The Euthyphro Problem (from Plato) - Does God approve of the things he approves of because they're good or are they good because he approves of them?

If they're good just because God approves of them, then whatever God approved of would have been good.
E.g., if he liked incest or wife beating, those things would have been good.

Most people find this option implausible.

OK, then maybe God approves of certain things because they're good.

But, if that's right, then moral goodness and badness are independent of God.

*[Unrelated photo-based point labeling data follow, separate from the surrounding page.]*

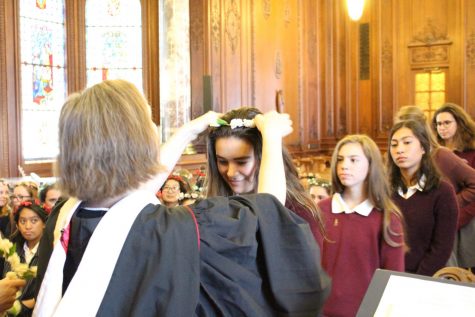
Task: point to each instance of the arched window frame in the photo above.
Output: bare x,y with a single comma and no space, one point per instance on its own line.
10,104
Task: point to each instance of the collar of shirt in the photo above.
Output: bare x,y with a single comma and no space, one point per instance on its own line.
419,186
29,254
339,206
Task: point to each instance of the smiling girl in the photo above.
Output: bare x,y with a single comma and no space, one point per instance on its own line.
234,156
428,203
364,226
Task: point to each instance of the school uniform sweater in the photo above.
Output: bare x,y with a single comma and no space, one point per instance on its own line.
462,177
431,222
468,156
356,248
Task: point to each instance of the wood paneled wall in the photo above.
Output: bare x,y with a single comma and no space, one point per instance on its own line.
336,76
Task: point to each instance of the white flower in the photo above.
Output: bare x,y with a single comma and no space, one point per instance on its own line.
5,246
249,123
14,260
238,123
15,309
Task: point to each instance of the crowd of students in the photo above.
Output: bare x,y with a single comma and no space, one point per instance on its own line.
247,238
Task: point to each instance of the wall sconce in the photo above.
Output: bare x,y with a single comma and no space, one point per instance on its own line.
355,9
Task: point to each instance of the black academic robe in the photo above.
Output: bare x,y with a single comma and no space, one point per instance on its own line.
255,258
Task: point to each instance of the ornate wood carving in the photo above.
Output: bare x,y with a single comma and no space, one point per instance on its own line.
387,56
3,99
215,26
196,26
266,8
287,12
430,35
233,25
278,65
429,47
471,50
430,54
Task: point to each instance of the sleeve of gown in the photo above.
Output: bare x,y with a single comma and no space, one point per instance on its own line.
46,245
264,255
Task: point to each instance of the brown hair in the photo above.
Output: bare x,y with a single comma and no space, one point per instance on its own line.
464,137
108,142
379,193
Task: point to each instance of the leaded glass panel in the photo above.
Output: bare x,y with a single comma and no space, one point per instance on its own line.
43,76
114,41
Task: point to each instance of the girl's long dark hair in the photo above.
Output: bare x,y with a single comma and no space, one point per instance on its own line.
217,186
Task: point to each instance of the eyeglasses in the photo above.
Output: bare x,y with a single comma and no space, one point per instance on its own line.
171,188
33,220
20,197
445,123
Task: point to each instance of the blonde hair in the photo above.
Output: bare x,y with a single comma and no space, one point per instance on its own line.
379,193
108,142
5,210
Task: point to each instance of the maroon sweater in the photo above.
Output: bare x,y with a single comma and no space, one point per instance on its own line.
468,156
462,177
431,222
356,248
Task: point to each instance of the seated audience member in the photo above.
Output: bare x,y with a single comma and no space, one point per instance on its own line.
428,203
455,129
5,208
49,196
30,219
24,191
319,189
112,250
8,290
173,191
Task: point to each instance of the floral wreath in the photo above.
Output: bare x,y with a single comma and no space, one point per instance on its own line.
196,193
234,123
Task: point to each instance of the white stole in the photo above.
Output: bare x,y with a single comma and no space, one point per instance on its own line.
87,288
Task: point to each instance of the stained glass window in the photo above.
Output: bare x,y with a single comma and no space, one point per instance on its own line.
114,41
430,90
43,76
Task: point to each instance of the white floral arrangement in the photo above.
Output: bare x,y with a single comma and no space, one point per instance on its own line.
234,123
196,192
18,269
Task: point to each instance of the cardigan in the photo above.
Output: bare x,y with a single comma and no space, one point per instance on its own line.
431,223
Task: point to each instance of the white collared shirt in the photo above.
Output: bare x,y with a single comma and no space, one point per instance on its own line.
29,254
339,206
419,186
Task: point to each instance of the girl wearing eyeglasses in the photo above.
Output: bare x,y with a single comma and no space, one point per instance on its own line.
455,129
170,192
24,191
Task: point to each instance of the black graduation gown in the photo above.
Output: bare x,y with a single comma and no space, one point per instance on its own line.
255,258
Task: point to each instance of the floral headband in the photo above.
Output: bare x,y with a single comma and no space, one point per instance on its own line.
319,182
234,123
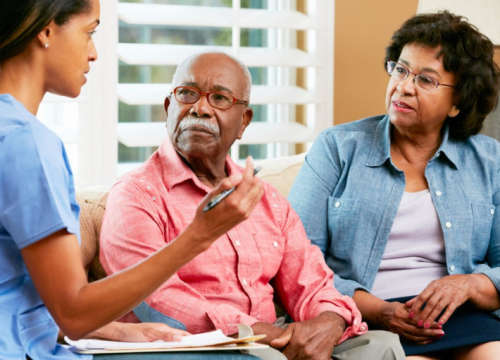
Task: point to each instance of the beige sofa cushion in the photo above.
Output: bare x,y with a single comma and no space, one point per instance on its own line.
279,172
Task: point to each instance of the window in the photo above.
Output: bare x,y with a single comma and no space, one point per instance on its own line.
119,120
289,84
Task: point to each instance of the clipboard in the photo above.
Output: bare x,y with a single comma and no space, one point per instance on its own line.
212,341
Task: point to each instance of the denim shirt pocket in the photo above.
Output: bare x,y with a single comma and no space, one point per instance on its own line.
482,215
342,224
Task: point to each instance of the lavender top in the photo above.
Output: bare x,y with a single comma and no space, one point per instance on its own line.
415,253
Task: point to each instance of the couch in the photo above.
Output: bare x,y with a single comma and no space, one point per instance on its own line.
280,172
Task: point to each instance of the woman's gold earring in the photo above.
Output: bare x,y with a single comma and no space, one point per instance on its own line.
454,112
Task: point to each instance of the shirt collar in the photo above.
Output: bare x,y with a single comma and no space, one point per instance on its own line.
176,171
381,147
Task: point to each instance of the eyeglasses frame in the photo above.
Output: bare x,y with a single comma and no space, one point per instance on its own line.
410,72
207,94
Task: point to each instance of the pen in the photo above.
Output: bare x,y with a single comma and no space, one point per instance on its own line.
218,198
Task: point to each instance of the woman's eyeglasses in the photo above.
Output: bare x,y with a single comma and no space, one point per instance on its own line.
216,99
400,72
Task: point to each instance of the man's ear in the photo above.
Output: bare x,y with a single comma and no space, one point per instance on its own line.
246,119
166,104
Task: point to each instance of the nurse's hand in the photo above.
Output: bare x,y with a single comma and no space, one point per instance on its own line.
143,332
395,317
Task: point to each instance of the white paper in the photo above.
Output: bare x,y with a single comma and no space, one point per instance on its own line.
198,340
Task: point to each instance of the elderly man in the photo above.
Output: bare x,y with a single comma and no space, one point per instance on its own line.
266,257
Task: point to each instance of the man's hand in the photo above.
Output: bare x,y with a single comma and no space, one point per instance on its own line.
311,339
395,317
144,332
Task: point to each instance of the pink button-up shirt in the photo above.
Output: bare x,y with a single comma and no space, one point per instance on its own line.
236,279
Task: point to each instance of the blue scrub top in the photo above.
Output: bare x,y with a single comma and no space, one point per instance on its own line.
37,198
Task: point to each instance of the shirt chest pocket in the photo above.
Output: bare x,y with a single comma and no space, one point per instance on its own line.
205,272
482,215
343,221
271,250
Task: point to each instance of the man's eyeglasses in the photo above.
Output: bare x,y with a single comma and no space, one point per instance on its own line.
399,72
216,99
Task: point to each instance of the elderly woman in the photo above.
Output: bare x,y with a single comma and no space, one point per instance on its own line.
404,206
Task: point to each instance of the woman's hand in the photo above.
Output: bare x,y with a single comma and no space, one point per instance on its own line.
234,209
143,332
445,294
394,317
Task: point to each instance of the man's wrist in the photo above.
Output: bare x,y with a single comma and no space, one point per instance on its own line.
336,318
272,332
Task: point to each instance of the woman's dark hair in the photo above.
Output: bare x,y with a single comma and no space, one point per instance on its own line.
467,54
22,20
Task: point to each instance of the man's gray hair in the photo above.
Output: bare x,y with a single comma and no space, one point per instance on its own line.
243,67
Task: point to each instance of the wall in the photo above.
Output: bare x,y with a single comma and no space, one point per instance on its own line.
363,29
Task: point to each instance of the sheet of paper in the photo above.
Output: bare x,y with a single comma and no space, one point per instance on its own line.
198,340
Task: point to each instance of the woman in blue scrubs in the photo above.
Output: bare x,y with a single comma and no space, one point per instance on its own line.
46,46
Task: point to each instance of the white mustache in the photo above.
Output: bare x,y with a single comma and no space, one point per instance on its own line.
189,121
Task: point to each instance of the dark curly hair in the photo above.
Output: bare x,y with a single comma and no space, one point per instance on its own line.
22,20
467,54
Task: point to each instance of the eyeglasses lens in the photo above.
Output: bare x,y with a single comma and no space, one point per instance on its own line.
190,96
400,73
186,95
221,101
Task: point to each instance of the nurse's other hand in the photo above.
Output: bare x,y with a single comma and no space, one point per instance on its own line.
143,332
394,317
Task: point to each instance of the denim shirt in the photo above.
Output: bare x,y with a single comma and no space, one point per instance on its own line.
348,192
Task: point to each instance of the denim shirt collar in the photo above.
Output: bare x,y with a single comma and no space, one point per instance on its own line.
380,150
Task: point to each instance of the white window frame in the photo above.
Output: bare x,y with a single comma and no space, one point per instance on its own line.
99,130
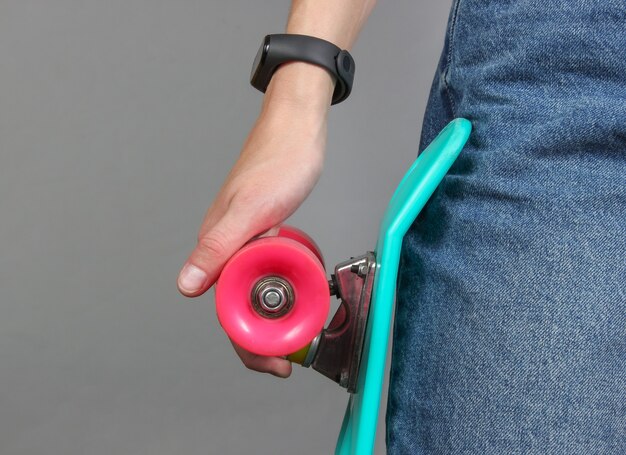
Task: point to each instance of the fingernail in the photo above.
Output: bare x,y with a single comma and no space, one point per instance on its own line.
191,278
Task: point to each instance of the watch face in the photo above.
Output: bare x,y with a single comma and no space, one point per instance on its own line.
260,56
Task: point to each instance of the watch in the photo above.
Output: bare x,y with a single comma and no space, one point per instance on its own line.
281,48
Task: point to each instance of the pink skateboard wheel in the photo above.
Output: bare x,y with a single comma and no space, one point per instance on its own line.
272,297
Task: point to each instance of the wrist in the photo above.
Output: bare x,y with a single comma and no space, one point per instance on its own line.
300,85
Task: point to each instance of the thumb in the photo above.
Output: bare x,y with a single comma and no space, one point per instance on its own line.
215,246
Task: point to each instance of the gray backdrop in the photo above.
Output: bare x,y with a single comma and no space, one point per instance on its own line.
118,122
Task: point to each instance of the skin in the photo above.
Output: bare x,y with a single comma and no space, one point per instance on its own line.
289,139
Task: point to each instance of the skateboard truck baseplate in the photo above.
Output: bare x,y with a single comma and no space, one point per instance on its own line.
336,351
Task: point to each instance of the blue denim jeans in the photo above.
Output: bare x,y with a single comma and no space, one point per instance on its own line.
510,329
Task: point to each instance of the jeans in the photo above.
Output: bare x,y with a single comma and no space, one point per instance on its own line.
510,327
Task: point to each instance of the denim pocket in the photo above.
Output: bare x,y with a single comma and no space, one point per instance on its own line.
448,53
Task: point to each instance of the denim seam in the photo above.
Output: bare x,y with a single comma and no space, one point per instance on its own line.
446,70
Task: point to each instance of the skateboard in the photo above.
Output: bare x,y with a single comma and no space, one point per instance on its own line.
273,296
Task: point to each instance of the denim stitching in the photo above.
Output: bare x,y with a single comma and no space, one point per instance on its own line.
446,70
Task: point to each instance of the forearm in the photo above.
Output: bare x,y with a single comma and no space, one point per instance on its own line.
308,86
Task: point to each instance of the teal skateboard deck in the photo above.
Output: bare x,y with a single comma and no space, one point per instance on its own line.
358,430
273,296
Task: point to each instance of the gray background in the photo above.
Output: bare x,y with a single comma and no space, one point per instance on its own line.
118,122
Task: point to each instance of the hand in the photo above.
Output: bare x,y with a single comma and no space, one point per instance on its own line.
278,167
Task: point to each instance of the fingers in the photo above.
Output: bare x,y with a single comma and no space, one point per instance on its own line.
272,365
215,246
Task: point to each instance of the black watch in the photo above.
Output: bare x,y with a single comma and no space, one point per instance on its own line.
282,48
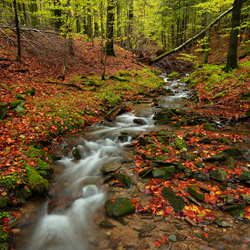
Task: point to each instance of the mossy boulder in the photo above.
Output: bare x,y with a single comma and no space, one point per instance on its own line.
224,140
205,140
36,182
218,174
244,176
164,173
175,201
199,176
124,179
231,163
4,239
15,103
233,152
3,110
196,193
76,152
119,207
180,144
3,202
217,157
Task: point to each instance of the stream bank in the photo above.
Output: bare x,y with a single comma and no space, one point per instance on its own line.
177,156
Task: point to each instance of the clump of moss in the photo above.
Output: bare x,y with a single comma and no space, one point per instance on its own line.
4,239
35,181
3,202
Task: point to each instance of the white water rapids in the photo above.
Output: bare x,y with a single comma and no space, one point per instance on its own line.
70,228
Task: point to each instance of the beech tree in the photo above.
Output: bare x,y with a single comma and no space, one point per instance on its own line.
233,42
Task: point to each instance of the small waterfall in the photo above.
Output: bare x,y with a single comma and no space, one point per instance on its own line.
69,227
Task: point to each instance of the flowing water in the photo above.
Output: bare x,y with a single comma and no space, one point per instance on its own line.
67,218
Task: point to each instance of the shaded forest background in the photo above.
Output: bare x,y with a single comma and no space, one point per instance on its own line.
147,28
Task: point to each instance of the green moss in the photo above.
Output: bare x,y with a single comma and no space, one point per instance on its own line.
3,202
4,239
15,103
35,181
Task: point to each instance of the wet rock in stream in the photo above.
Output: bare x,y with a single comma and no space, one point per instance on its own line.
119,207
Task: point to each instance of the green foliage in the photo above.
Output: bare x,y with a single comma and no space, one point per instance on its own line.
4,239
35,181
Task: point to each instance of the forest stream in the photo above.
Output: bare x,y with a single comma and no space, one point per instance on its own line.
102,165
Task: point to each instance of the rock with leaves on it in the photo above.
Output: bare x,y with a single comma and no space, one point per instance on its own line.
124,179
218,174
244,176
119,207
196,193
180,144
3,110
175,201
233,152
76,152
164,173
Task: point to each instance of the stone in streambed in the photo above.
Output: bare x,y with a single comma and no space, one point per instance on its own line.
175,201
218,174
221,222
205,140
139,121
124,179
164,173
199,176
233,152
180,144
197,194
244,176
3,110
119,207
246,198
106,224
217,157
231,163
77,154
145,172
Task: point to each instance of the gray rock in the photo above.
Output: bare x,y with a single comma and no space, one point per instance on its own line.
119,207
244,176
218,174
196,193
221,222
76,154
217,157
200,176
180,144
233,152
124,179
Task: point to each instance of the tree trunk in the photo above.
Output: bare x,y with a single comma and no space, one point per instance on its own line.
17,32
192,38
233,43
57,14
110,28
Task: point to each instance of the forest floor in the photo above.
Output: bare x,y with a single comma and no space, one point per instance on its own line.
41,108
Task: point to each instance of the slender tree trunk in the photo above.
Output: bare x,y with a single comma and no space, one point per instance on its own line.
233,43
110,28
118,13
192,38
17,32
57,14
90,28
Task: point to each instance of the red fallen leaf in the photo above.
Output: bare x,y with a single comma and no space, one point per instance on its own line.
158,243
206,235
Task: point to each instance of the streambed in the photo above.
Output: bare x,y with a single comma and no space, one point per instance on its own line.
70,218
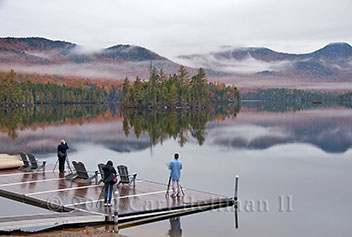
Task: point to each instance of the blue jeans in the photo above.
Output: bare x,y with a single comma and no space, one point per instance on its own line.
108,188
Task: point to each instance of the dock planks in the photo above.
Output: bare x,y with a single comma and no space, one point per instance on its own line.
73,200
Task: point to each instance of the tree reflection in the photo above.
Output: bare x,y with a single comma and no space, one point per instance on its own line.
177,124
14,119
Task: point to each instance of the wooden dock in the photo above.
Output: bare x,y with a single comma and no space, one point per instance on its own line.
74,202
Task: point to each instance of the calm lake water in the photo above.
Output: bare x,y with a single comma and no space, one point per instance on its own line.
294,165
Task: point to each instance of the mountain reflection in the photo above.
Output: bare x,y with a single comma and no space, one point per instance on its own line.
45,125
38,129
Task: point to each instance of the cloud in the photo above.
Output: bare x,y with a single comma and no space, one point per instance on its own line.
247,66
182,27
115,71
246,132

2. The 'Cultural Differences' Argument

P1:  There are huge differences in moral beliefs from culture to culture and era to era.
E.g., Some cultures endorse the killing of elderly members of the tribe, we condemn such actions.
C:  There is no objective fact as to which of these beliefs is correct, morality is relative.

Two Problems:

(i) How much fundamental disagreement about morality is there?
Perhaps what we have here is not a disagreement about moral principles, but about their application in particular circumstances.
(ii) It is a mistake to conclude based only upon differing opinions about some issue, that there are no facts about that issue.
Consider this argument:
P1: There is widespread disagreement about the shape of the earth. Some people say it's flat, others say it's spherical.
C: There is no objective fact about what the shape of the earth is. It's all just a matter of opinion.
The previous arguments clearly fail to establish moral relativism. Are there any others?

What does all this show?

It doesn't show that moral objectivism is true, but it does show that the most common reasons people give for believing in moral relativism aren't good reasons.

A Last Attempt - Shifting the Burden of Proof

We've been acting as though it's the job of the relativist to give us reasons to believe his theory.

Why not say, instead, that the burden should be on the objectivist to show us what the objective moral facts are?

We'll come back to this point in the third class of the term.